A União Europeia no Recreio da História: Slogans em vez de Estratégia, Tribos em vez de Nações

- Infantilização política não é ingenuidade: é insuficiência estratégica e pobreza de negociação.
- A política vira marketing: slogans substituem planos; gestos substituem compromissos; moral substitui estratégia.
- Tribalização é a técnica: dividir para governar, indignar para sobreviver, simplificar para manipular.
- Consequência: sociedades fragmentadas, incapazes de construir consensos e vulneráveis a choques externos.
A Era da Infantilidade Política: o Guia Ilustrado para Dividir Povos em Tribos
Estamos na era da infantilidade política. Não aquela inocente, própria de quem ainda aprende, mas a infantilidade cínica de quem já deveria saber — e não sabe. Políticos que não são ingénuos, mas que não têm nível para negociar, nem visão estratégica para antecipar, nem densidade intelectual para sustentar decisões impopulares quando elas são necessárias.
Perante a complexidade do mundo, estes dirigentes escolhem o expediente: transformam a política num manual ilustrado. Um manual com bonecos fáceis: o "bom" e o "mau", o "puro" e o "impuro", o "humanista" e o "monstro". Onde a verdade não é procurada — é seleccionada. Onde a estratégia não é construída — é encenada. Onde a diplomacia não é arte — é postura.
1) Slogans em vez de estratégia
A política infantilizada vive de frases curtas e indignações longas.
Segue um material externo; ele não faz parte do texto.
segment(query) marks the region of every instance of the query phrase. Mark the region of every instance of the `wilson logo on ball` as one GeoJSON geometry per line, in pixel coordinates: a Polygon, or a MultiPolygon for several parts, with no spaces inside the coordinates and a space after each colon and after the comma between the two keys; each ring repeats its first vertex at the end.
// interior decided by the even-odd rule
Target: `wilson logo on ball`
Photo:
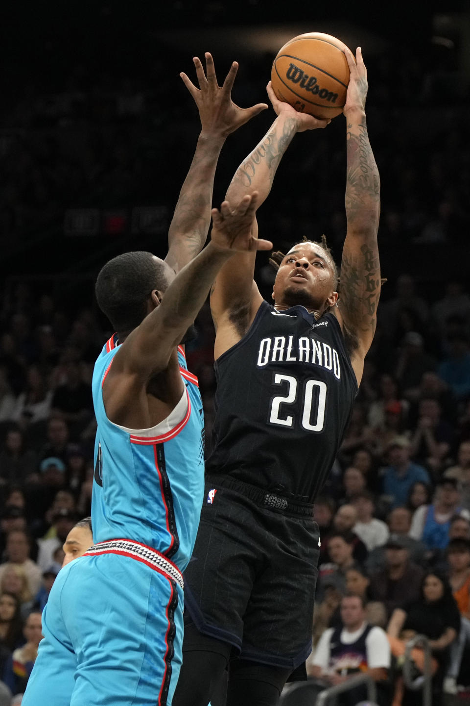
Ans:
{"type": "Polygon", "coordinates": [[[285,78],[292,83],[297,83],[301,88],[313,94],[313,95],[318,95],[319,98],[328,100],[330,103],[336,102],[338,93],[333,93],[328,88],[321,88],[316,76],[309,76],[308,73],[306,73],[299,66],[296,66],[295,64],[289,64],[285,78]]]}

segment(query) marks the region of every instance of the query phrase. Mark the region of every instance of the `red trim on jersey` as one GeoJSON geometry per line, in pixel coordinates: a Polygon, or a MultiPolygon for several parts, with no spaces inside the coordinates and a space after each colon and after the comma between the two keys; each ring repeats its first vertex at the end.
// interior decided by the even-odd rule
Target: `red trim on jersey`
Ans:
{"type": "Polygon", "coordinates": [[[166,632],[165,633],[165,645],[166,645],[166,650],[165,650],[165,657],[163,657],[163,662],[165,662],[165,671],[163,672],[163,676],[161,680],[161,686],[160,687],[160,691],[159,692],[158,706],[166,706],[166,698],[165,698],[164,702],[162,702],[161,697],[162,697],[162,692],[166,686],[166,672],[168,671],[168,652],[170,651],[168,635],[170,633],[170,630],[171,630],[171,620],[170,619],[170,616],[168,616],[168,611],[170,610],[170,606],[171,605],[173,601],[173,591],[174,591],[173,585],[170,584],[170,585],[171,586],[171,594],[170,595],[170,600],[166,604],[166,620],[168,621],[168,626],[166,628],[166,632]]]}
{"type": "Polygon", "coordinates": [[[192,373],[190,373],[189,370],[186,370],[185,368],[182,368],[180,366],[180,372],[183,378],[185,378],[186,380],[189,380],[190,383],[192,383],[193,385],[196,385],[199,388],[199,381],[195,375],[193,375],[192,373]]]}
{"type": "MultiPolygon", "coordinates": [[[[156,549],[154,549],[153,546],[150,546],[149,544],[144,544],[142,542],[136,542],[135,539],[130,539],[128,537],[113,537],[112,538],[112,539],[104,539],[103,542],[98,542],[97,544],[104,544],[104,542],[130,542],[132,543],[132,544],[138,544],[139,546],[143,546],[145,549],[150,549],[150,551],[153,551],[154,554],[159,554],[160,556],[161,556],[163,559],[165,559],[165,561],[167,561],[169,564],[171,564],[171,566],[173,566],[173,568],[174,569],[175,569],[178,572],[178,573],[181,575],[181,577],[183,578],[183,575],[181,574],[181,570],[178,568],[178,566],[176,566],[176,564],[173,561],[172,561],[171,559],[168,559],[168,556],[166,556],[165,554],[162,554],[161,551],[157,551],[156,549]]],[[[94,546],[96,546],[97,545],[94,544],[94,546]]],[[[115,550],[114,549],[110,549],[109,551],[114,551],[115,550]]],[[[119,551],[120,551],[120,550],[119,550],[119,551]]],[[[94,552],[92,554],[87,554],[87,556],[94,556],[94,554],[95,554],[95,552],[94,552]]],[[[133,554],[131,555],[131,556],[134,558],[137,558],[137,557],[134,556],[133,554]]],[[[153,566],[153,564],[152,564],[152,566],[153,566]]],[[[156,567],[153,567],[153,568],[155,568],[156,567]]]]}
{"type": "MultiPolygon", "coordinates": [[[[113,360],[114,360],[113,357],[113,360]]],[[[104,375],[103,376],[103,379],[101,380],[101,390],[103,389],[103,385],[104,385],[104,380],[106,378],[106,376],[108,374],[108,373],[109,372],[109,369],[111,368],[111,365],[113,364],[113,360],[111,361],[111,363],[109,364],[109,365],[108,366],[108,367],[106,368],[106,369],[104,371],[104,375]]]]}
{"type": "MultiPolygon", "coordinates": [[[[162,569],[159,568],[158,566],[155,566],[154,564],[151,563],[151,562],[147,561],[147,559],[144,559],[142,556],[135,556],[135,554],[131,554],[131,552],[130,551],[123,551],[123,549],[103,549],[102,551],[93,551],[89,554],[85,551],[85,554],[83,554],[83,556],[101,556],[101,554],[120,554],[121,556],[128,556],[129,558],[130,559],[135,559],[136,561],[140,561],[142,564],[146,564],[147,566],[149,566],[151,569],[153,569],[154,571],[156,571],[157,573],[161,574],[162,576],[164,576],[165,578],[167,578],[170,582],[170,584],[173,590],[173,585],[171,584],[171,582],[174,581],[175,579],[173,579],[171,576],[169,575],[169,574],[167,574],[162,569]]],[[[165,557],[165,558],[166,558],[166,557],[165,557]]],[[[168,561],[168,560],[166,559],[166,561],[168,561]]]]}
{"type": "Polygon", "coordinates": [[[178,436],[183,428],[186,426],[187,421],[191,416],[191,400],[190,400],[190,395],[187,390],[186,390],[186,397],[187,397],[187,410],[185,415],[185,418],[181,420],[179,424],[177,424],[176,426],[173,428],[173,429],[170,429],[169,431],[167,431],[164,434],[161,434],[160,436],[136,436],[135,434],[131,434],[130,443],[153,445],[153,444],[155,443],[163,443],[164,441],[169,441],[170,439],[172,439],[175,436],[178,436]]]}
{"type": "Polygon", "coordinates": [[[160,470],[160,467],[159,466],[159,460],[156,456],[156,444],[155,444],[155,445],[154,446],[154,457],[155,458],[155,467],[156,468],[156,472],[159,474],[159,481],[160,483],[160,493],[161,495],[161,500],[163,503],[163,507],[165,508],[165,521],[166,522],[166,530],[168,531],[168,534],[171,537],[171,542],[170,542],[170,546],[168,546],[166,551],[163,552],[163,554],[167,554],[170,551],[170,549],[171,549],[172,546],[175,543],[175,535],[173,534],[171,530],[170,529],[170,522],[168,521],[168,506],[166,504],[166,501],[165,500],[165,493],[163,492],[163,482],[161,477],[161,472],[160,470]]]}
{"type": "Polygon", "coordinates": [[[106,353],[110,353],[113,348],[116,348],[116,343],[114,342],[115,336],[116,333],[113,333],[111,338],[106,341],[106,353]]]}

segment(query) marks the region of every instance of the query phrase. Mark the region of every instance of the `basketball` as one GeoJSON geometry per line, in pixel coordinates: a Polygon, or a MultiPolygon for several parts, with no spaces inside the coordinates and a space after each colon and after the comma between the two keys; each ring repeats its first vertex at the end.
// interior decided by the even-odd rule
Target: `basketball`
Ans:
{"type": "Polygon", "coordinates": [[[316,118],[342,112],[350,81],[345,44],[319,32],[299,35],[278,52],[271,80],[277,98],[316,118]]]}

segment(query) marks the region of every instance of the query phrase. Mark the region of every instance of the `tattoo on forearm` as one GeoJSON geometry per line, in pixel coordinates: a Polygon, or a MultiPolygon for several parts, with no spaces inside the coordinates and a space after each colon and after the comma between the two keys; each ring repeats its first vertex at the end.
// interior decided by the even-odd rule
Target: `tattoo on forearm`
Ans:
{"type": "Polygon", "coordinates": [[[259,166],[266,164],[272,184],[281,157],[295,134],[295,121],[290,119],[284,124],[280,137],[277,136],[276,129],[269,132],[249,157],[240,164],[233,182],[238,181],[243,186],[251,186],[259,166]]]}
{"type": "Polygon", "coordinates": [[[345,203],[348,221],[370,217],[380,206],[380,178],[365,121],[347,125],[347,170],[345,203]]]}
{"type": "Polygon", "coordinates": [[[376,247],[363,244],[359,257],[343,251],[340,308],[345,321],[359,333],[373,333],[381,293],[381,273],[376,247]]]}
Um slogan dá cliques, mas não dá futuro. Um gesto dá aplauso, mas não dá estabilidade. E assim, pouco a pouco, a governação converte-se num concurso de virtudes onde ganha quem grita mais alto — não quem pensa melhor.
2) A técnica central: tribalizar
Para sobreviverem sem visão, precisam de tribos. Tribos não debatem: alinham. Tribos não perguntam "o que é verdade?": perguntam "de que lado estás?". E quando a sociedade se divide em clãs emocionais, o governante medíocre torna-se útil: basta-lhe administrar ressentimentos, distribuir culpas e acender fogueiras simbólicas.
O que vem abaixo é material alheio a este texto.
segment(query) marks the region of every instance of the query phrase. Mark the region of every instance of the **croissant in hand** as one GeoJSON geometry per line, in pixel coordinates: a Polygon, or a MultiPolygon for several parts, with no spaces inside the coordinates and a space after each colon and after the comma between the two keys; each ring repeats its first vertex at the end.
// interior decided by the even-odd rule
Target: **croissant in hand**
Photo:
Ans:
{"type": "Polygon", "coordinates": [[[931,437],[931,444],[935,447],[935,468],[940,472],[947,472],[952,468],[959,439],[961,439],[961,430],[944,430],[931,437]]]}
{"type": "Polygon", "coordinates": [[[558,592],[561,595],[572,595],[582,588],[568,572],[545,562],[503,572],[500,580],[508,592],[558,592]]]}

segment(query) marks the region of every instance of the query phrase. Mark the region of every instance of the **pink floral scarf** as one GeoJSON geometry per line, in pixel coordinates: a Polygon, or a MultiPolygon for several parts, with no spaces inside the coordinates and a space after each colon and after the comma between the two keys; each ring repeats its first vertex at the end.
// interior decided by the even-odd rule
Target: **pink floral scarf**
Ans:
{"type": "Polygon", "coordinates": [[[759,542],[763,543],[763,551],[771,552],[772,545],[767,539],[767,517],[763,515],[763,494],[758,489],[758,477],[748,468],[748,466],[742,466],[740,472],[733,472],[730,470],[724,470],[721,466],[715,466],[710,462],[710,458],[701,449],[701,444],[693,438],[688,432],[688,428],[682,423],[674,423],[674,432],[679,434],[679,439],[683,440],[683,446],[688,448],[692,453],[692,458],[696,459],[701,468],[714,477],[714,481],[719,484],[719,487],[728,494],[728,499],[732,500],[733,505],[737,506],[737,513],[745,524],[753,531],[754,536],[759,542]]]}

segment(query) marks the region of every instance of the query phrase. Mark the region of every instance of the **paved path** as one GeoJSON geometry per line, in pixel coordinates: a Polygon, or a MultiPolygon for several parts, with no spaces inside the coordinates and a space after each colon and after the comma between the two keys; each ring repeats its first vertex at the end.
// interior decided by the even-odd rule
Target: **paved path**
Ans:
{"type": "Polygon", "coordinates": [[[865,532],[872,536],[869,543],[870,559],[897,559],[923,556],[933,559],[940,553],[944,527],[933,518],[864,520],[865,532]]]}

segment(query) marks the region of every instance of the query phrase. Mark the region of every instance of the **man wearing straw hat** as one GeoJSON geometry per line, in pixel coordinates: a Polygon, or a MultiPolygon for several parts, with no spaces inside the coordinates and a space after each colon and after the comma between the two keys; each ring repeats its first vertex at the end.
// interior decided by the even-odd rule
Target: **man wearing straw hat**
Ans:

A tribalização é o narcótico perfeito: substitui o pensamento por pertença, o argumento por insulto, e a procura de soluções por guerra de identidades. A realidade passa a ser opcional; o espectáculo, obrigatório.
3) O povo como matéria-prima do jogo
O povo é empurrado para trincheiras morais, e as trincheiras tornam-se o país. Mas quem paga não são os líderes do palco. Quem paga é o cidadão comum: com impostos, com insegurança, com degradação institucional, com a erosão do futuro dos filhos. A política infantilizada não constrói nação — consome-a.
Epílogo: a factura chega sempre
A História não negocia com slogans. A História cobra em factos. E quando a política vira um recreio de adultos sem estatura, o mundo exterior entra pela porta dentro — sem pedir licença. A infantilidade política é confortável por um tempo; depois torna-se mortal.